I expected to be soaked. I expected Jilly and I to be the only ones to brave the weather. I expected to see lots of robins, because of all the worms wiggling across the paths and swimming in all the little and not so little puddles.
What I found at the park was a bit of reality. There was a break in the rain and Jilly and I walked without getting wet. I wasn't alone, the regular walkers were all there, too. I saw many groups of geese, duck couples but only one robin.
Expectations are just that, expectations. I grew up with the mantra, "Expect the worst and you won't be disappointed." As a little girl, I hated that phrase my mother taught me over and over. It made me sad. Lucky for me, what I've learned after a few more years on this planet is that it's not true. What we expect...the worst...doesn't mean it will happen. Like, today, it didn't. And isn't that a very good thing.
There's still a lot of wiggling worms, I guess they're safe from the robins for now, anyway.
Friday, April 2, 2010
Celebrating spring! It may be cold and windy with rain and hail pounding the window panes, but it is...officially spring. I love spring. All the bright colors of daffodils and tulips, the scent of lilies blooming.
Now, I love to celebrate the changing season by putting out colorful eggs, fresh candles and my old lacy tablecloth. As a little girl, I really looked forward to easter because I got to get 'dressed' up all pretty. A brand new dress in bright pink or purple...new white tights...shiny patent leather mary janes...and a straw hat complete with bow and flowers to match...it made me want to twirl!
When my kids were little, I did all the traditional things...colored eggs, candy and little toys. I dressed up my little girl all pretty too, until she didn't want Mom dressing her up anymore. Now that my 'children' are 'grown up', I called them to find out what kind of treats they'd want now. Caitlin wanted a coconut filled chocolate egg. Kyle wanted a maple sugar filled chocolate egg. They both wanted the solid chocolate foil covered eggs. Neither of them wanted the traditional chocolate bunny! Here's my little basket filled with goodies for all the 'children' in my family.

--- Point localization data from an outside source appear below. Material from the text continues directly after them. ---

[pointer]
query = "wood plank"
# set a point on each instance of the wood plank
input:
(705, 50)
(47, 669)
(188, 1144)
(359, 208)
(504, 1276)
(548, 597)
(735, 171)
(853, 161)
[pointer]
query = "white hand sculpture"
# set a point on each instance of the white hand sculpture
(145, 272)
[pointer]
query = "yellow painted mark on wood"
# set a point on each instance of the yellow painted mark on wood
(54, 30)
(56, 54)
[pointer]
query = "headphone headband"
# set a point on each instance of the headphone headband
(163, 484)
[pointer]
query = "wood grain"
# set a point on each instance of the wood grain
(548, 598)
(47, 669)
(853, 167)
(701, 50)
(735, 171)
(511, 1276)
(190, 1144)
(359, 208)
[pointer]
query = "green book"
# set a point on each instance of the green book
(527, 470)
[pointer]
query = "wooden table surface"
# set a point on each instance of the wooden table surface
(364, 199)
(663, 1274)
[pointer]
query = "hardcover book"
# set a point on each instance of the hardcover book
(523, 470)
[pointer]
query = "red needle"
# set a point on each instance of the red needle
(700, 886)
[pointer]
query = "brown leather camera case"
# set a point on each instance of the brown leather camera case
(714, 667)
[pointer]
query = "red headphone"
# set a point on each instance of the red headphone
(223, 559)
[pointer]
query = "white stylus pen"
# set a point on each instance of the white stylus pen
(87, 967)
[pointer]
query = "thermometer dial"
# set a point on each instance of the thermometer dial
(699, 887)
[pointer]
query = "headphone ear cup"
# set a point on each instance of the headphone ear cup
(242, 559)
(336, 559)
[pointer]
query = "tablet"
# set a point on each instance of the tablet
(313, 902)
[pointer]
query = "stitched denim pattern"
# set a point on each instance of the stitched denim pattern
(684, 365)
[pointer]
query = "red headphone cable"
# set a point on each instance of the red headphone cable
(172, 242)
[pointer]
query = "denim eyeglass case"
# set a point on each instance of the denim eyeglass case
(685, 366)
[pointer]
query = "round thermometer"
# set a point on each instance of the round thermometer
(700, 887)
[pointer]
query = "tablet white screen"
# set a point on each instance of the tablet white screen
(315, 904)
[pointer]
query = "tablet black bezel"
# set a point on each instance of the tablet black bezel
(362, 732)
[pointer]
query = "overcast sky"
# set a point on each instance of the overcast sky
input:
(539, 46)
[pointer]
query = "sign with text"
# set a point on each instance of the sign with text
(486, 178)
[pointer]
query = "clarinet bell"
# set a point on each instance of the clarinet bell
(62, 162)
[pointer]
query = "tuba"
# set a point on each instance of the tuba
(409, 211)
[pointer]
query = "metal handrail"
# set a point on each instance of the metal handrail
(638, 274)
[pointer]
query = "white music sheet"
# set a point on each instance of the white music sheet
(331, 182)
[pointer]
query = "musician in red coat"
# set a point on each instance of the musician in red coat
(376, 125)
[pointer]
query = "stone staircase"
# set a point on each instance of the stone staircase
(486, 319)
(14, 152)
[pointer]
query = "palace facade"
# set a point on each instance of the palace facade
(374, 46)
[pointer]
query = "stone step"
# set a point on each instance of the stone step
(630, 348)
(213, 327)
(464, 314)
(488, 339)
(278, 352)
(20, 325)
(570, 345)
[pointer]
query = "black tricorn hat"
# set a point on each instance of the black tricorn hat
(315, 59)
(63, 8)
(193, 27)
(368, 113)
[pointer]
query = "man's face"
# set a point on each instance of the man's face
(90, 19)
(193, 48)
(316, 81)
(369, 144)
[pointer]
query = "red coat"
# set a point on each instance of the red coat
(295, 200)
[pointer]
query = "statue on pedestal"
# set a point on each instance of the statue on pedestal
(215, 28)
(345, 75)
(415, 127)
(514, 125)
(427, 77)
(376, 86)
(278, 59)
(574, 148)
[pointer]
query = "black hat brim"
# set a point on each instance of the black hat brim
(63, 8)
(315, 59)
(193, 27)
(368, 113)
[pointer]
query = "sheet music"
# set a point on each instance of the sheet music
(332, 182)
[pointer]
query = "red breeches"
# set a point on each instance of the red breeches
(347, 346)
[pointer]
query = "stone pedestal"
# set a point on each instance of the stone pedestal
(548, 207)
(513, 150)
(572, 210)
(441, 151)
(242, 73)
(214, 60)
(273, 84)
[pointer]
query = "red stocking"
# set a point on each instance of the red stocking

For me, it isn't easter without a chocolate bunny, so I bought one for myself and one for my husband. For my husband, it isn't easter without dying colored eggs. So, here he is coloring a dozen easter eggs, just for the fun of it!
I love spring. Of course the real celebration is about growth, the rebirth of new buds, new hopes and new opportunities. I hope you find a way to celebrate spring ...that you find some time to 'twirl'... new dress or not!